Teen Spirit doesn’t really know what it’s saying, but it likes it anyways. That just isn’t enough.
Sometimes it gets pretty close. Some parts of Teen Spirit have a vested interest in the oversaturated culture on which its hero lives adjacent to and Cam McLauchlin’s (The Void) abrasive editing feels straight out of an early 2010s pop video. Locations mix but never match, leaving Violet to stew in the lights even more platinum than her hair. The cinematography from Autumn Durald (Palo Alto) is similarly surreal. These choices, though, feel so planned and lacking in greater context that they fail to truly satisfy.
The film tries to bridge the gap between Violet’s humdrum life and the neon paradise on the other side of the water, but Minghella’s script is too one-note to evoke much tension. She looks bored, tries to fulfill her dreams, gets told no, feels disheartened, and the cycle repeats. Even the film’s divergences from repetition fall victim to a contrived narrative that stops the experience from feeling truly new.
That said, there are a few areas where the movie works well enough. Durald’s work is best when it actually embraces its flat composition and Minghella’s direction plays with the first act’s arbitrariness. Fanning is typically charismatic in an underwritten role, but truth be told, it’s hard not to think of her similar part in the far superior The Neon Demon. Rebecca Hall even shows up for a few scenes as a bland producer type. It’s nice to have her around, but she’s criminally underused here.
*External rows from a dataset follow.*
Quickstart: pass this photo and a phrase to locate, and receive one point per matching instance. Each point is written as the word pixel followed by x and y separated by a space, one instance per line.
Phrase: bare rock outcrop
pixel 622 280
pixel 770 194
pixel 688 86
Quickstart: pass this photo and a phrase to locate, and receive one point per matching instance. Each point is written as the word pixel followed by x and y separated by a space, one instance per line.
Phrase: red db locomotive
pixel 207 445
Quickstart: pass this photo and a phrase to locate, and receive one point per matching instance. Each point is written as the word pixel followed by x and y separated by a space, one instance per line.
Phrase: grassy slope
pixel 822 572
There are just too many tropes here that don’t level out. Violet’s nondescript friends are bland, her brushes against danger feel uncharacteristic, and there’s an oddly regressive bent to how Minghella refuses to let her have her own life. He just never goes far enough, preventing his few engaging ideas from flourishing before the all-too-sudden denouement. Teen Spirit doesn’t really know what it’s saying, but it likes it anyways. That just isn’t enough.